Everyone wants to know when the "recession" in China with 8% growth will start to level off. If you read the WSJ this morning, you will see another ominous sign that China is not heading back strongly into that that post-Industrial Age as fast as many would hope. The new metric showing more pain to come is in the rapid drop in electricity usage.
The Journal noted that China reported its first decline in monthly electricity output in four years with a 4% decline in power generation in October from a year earlier. This only deepens what has become the most severe falloff in electricity output in a decade. As factories are sending out fewer goods and as the infrastructure machines slow down, power needs and electricity needs may only drop further.
China’s value-added industrial production rose 8.2% in October, and while that would be awesome for the US or any developed nation it is the weakest reading in China in four years. Heavy industries also went far south, with iron and steel production down a whopping 17% and even a slight drop in autos.

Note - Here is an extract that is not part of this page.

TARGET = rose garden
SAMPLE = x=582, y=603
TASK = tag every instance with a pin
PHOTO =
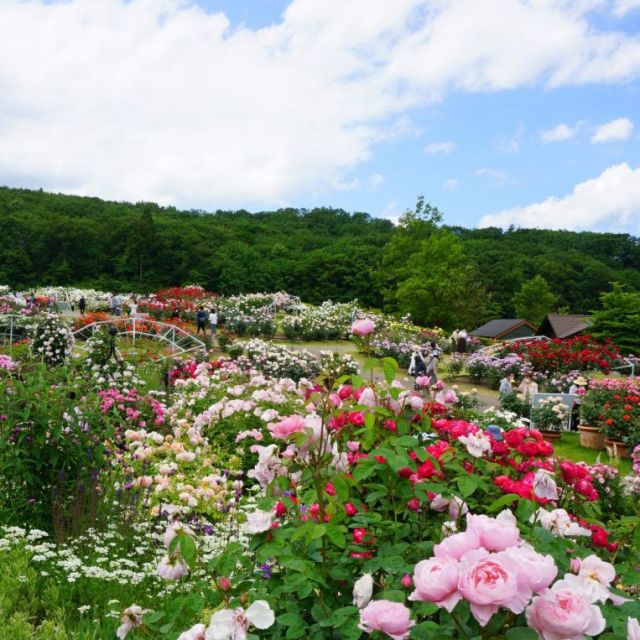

Will China’s $586 billion stimulus package help that much? Maybe, but not much or at least not like you would hope. For starters that is spread out over a two-year period, and much of it had essentially already been factored in from prior infrastructure projects already on the books.
A ship broker recently outlined the problems in China. A ship costing over $200,000 per day from South America to China in May went for just over $10,000 a day recently. He noted how the docks and ports in much of China are full, and how they just simply can’t accept more inflows of materials. And the quote was the best: "It’s like they are going back to being rice farmers again."
With as much criticism as China has taken, the world has to have China as a growth engine. Otherwise our economies will be stagnant for some time. You can almost see the advertising slogan now: "Buy Chinese!"